On Wednesday another British expat, in his 60s, also required hospital
treatment after being beaten by 3 youths during a robbery at his home in
beautiful Frigate Bay.

In desperation the government have just hired a new ' crimebuster',
recently retired FBI chief Mark Mershon, who achieved considerable success
in fighting the gangs in Oakland, California.

In a refrain familiar to many in Britain, Mr Mershon largely attributes
the moral degeneration of St Kitts to the breakdown of family life and the
rise in the number of single mothers.

He has come armed with an impressive action plan and bravely promises a
reduction in the murder rate this year.

Until he gets results, however, Kittitians will pin their faith on the
perceived deterrent effect of the rope.

Charles Laplace was no gangster - if we believe his mother, Naomi
Williams.

He was a 'quiet home-boy' turned temporarily insane by his wife Dian's
infidelity.

'My son should not have died,' she told me, weeping.
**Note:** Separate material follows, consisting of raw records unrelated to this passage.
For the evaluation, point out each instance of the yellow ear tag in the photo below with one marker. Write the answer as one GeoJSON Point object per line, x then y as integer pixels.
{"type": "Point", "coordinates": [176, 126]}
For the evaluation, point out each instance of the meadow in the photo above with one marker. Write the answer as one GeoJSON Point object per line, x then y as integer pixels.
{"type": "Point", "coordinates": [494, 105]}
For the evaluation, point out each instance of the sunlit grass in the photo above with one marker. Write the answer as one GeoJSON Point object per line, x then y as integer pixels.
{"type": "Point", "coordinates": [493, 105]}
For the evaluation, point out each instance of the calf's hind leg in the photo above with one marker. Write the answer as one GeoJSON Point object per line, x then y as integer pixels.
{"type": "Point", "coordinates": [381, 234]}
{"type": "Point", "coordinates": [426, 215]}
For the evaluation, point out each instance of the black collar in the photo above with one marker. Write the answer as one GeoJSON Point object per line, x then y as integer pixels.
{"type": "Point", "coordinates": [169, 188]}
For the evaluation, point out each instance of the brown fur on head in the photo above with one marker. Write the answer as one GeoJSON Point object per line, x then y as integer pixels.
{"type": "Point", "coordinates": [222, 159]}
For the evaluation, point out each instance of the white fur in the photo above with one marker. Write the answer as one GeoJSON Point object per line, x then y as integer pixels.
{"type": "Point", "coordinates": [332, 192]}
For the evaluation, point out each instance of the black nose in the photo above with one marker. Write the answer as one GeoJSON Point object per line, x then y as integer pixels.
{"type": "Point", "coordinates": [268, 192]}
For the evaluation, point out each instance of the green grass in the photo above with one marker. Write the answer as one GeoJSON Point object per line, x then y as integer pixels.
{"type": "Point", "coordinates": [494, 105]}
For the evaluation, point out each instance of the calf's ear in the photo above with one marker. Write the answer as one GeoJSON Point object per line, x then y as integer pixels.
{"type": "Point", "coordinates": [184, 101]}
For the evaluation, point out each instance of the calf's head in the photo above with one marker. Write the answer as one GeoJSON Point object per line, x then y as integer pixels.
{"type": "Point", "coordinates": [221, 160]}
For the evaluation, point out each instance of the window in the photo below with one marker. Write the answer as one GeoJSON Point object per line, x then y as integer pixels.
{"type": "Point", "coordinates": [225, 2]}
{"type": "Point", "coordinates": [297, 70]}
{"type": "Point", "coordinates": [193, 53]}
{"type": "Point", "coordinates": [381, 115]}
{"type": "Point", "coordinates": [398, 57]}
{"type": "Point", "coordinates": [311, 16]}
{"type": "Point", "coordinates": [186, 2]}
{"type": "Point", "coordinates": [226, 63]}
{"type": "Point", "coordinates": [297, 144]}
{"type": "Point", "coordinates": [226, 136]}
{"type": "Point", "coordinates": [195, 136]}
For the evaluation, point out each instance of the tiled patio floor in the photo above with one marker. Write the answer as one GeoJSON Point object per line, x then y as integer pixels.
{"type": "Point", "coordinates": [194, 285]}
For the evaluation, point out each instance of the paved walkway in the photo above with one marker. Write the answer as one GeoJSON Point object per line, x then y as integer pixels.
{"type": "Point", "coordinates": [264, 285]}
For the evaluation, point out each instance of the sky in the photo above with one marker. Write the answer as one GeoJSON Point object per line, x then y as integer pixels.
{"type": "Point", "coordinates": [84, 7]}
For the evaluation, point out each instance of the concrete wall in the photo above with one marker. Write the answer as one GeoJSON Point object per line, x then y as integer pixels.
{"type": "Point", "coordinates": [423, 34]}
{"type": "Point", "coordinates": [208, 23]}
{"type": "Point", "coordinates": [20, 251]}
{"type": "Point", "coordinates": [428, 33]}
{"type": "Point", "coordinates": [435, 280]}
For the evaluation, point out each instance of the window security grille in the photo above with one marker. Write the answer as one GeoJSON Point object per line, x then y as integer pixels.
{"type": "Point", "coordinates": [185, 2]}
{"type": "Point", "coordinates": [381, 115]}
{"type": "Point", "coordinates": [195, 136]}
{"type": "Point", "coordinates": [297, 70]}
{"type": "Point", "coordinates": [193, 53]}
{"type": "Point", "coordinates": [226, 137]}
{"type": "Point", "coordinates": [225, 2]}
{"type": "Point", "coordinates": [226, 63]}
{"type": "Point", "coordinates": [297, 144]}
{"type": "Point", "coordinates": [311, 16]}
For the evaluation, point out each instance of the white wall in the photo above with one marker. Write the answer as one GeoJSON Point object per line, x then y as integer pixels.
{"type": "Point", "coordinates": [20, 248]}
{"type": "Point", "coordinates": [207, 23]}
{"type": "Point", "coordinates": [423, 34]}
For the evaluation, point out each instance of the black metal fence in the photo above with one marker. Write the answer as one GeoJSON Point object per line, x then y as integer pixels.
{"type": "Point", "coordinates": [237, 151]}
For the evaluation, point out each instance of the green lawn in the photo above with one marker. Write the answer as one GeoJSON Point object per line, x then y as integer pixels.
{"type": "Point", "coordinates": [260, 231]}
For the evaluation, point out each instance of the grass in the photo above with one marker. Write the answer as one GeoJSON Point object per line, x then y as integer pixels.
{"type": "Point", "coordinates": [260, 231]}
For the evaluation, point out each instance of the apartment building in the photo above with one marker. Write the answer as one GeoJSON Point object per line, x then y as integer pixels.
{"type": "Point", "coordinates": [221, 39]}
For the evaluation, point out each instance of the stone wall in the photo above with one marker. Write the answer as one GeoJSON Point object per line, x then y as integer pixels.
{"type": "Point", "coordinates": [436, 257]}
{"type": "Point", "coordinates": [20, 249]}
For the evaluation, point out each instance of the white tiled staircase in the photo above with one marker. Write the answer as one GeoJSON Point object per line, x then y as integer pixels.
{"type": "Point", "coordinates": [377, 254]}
'They hanged him out of spite. When I heard they were going to hang him I
walked to the Governor General's house and begged him to spare my son but
he just said he could do nothing. There were all those other criminals.
Why did they have to pick on him?'

The answer, though no one will admit as much, is that the government felt
the need to make a public statement of intent, and his was the easiest
case.

I am assured by well-placed officials that it won't be the last.

1,800 a go is still mighty good money Who, then, will be next to mount the
gallows in HMP

Basseterre? In the rum houses this week, various names were being touted,
including Warrington Phillip, aged 40 - once a local cricket hero who
almost made the West Indies test team. He was recently convicted of
slashing the throat of his wife, Shermel.
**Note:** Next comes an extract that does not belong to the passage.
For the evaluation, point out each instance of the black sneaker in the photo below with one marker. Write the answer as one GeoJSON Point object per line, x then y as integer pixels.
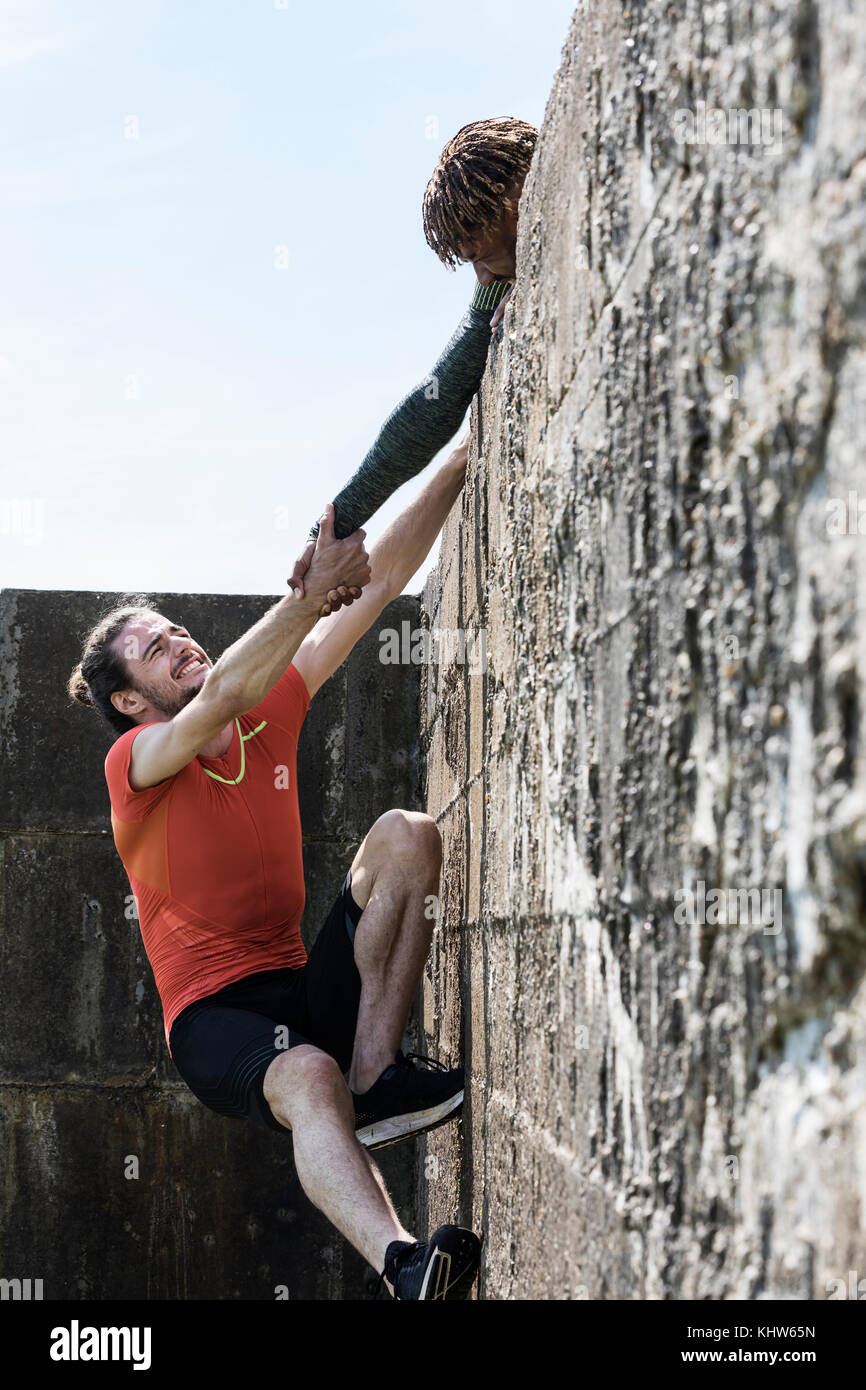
{"type": "Point", "coordinates": [444, 1266]}
{"type": "Point", "coordinates": [407, 1100]}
According to well-informed sources, the most likely candidate for the
gallows is Romeo 'Buncum' Cannonier, a fearsome criminal for whom many
islanders believe hanging to be far too lenient. In 2004, the hulking
'Buncum' shot dead a police officer who had the temerity to walk through
his 'manor' at the lonely northern end of St Kitts.

He was duly arrested but from his prison cell he ordered a 'hit' on the
informant whose evidence placed him behind bars.
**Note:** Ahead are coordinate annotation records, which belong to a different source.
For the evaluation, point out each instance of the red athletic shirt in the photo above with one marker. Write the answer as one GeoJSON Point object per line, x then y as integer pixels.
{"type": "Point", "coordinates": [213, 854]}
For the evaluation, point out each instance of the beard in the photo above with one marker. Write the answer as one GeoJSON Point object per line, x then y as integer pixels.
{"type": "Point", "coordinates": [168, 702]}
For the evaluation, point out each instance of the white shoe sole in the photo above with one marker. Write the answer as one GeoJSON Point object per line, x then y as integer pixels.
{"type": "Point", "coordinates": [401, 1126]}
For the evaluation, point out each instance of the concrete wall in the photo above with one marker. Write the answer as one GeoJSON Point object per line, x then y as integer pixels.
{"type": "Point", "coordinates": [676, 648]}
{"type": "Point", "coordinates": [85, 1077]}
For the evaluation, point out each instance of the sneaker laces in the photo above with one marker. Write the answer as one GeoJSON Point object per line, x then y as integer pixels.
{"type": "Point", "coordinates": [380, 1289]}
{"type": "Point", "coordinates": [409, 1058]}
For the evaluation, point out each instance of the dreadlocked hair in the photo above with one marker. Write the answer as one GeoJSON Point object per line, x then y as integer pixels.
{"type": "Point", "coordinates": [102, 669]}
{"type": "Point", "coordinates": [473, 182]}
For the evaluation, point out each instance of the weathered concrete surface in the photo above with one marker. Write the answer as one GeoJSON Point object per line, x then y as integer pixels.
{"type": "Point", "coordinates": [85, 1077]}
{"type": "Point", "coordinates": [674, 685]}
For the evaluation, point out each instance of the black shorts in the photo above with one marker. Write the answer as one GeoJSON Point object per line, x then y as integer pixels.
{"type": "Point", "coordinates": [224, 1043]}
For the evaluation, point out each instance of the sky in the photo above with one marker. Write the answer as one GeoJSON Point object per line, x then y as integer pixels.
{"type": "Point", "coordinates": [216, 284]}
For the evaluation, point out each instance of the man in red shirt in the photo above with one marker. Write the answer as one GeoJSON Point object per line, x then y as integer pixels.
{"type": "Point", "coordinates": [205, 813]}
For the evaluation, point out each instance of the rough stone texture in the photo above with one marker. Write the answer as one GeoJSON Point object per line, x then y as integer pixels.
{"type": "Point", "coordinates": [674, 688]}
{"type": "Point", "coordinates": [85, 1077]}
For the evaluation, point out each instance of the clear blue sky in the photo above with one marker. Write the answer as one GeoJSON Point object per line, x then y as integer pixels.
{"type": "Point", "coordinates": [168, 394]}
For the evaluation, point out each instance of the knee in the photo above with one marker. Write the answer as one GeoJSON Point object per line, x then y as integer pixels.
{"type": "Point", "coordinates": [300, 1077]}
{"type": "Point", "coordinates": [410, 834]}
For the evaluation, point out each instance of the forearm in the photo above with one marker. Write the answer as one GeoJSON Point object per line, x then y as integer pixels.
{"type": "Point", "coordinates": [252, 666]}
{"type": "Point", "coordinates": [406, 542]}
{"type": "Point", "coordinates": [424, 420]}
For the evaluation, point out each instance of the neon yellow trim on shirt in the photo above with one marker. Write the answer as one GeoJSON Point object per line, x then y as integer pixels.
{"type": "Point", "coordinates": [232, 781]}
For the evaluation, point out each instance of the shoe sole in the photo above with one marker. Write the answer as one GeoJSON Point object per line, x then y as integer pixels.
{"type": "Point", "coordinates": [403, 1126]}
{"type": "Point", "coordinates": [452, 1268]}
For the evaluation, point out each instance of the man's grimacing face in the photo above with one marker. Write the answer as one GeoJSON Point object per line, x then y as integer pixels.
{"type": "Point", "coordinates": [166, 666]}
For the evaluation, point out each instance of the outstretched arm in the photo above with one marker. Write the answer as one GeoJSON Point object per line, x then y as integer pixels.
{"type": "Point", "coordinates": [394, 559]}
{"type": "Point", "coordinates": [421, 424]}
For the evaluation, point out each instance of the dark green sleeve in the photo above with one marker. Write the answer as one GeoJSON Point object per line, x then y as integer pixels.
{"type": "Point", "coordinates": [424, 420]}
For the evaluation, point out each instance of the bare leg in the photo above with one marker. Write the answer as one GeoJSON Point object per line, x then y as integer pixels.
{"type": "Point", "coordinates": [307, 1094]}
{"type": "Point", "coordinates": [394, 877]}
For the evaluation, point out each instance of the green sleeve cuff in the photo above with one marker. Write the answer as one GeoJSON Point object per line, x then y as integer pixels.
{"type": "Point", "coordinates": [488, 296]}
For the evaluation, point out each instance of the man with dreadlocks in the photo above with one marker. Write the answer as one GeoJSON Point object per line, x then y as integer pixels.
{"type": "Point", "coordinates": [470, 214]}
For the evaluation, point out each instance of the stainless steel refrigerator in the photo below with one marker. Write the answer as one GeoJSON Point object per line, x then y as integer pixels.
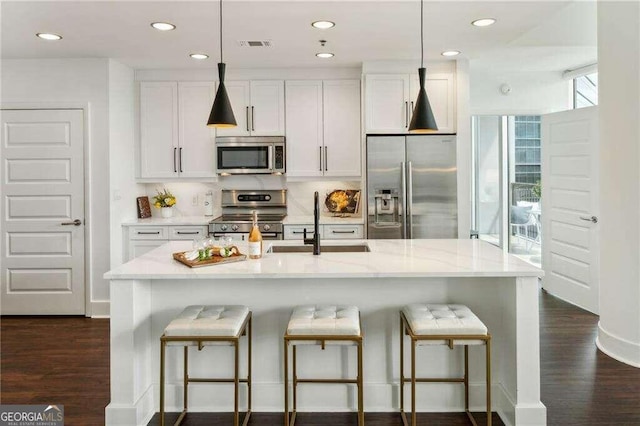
{"type": "Point", "coordinates": [412, 187]}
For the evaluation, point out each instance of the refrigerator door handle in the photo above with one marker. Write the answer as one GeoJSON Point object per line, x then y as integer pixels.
{"type": "Point", "coordinates": [403, 178]}
{"type": "Point", "coordinates": [409, 214]}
However, locals maintain that he evaded conviction for his most nauseating
crime.

He is said to have abducted a young mother and held her as his sex slave
in a disused house for days before strangling her. He reputedly buried her
2-year-old daughter alive.

The investigation was appallingly mishandled - which is not uncommon here
- and so on that occasion, Cannonier, who is in his mid-30s and whose
father was hanged for some half-remembered murder, swaggered to freedom.

The authorities are said to be determined that he won't cheat justice a
2nd time.

Whether his hanging - if it takes places - will stem the bloody tide of
murders in paradise remains to be seen, though given that 3 people were
shot just a day after the authorities made an example of Charles Laplace,
it seems unlikely.

In the final analysis, perhaps the only real winner will be Simeon Govia,
the gigolo hangman.

In the Caribbean islands the price of life may be all too cheap these days
- but 1,800 a go is still mighty good money.

(source: Daily Mail)






St. LUCIA:

St Lucia to resume hangings as a deterrent to rising murder rates


St Lucia's government says it hopes to resume hangings as a deterrent to
rising murder rates.

According to the Barbados Nation newspaper, Prime Minister Stephenson King
said on Wednesday that the island needed to deal swiftly with those who
had exhausted their appeals.

He did not give specific proposals, but his national security minister
said last week that cases should he heard more quickly and judges should
set execution dates.

According to a Privy Council ruling, St Lucia law limits time on death row
to 5 years. Convicts whose appeals last longer are given life sentences.

St Lucia reported 38 killings last year, 13 more than in 2007 and its last
hanging was in 1995.

St Kitts carried out an execution last month -- the 1st in 10 years -- and
Jamaica by a wide majority passed a motion a few weeks ago to retain the
death penalty because of the increase in homicides.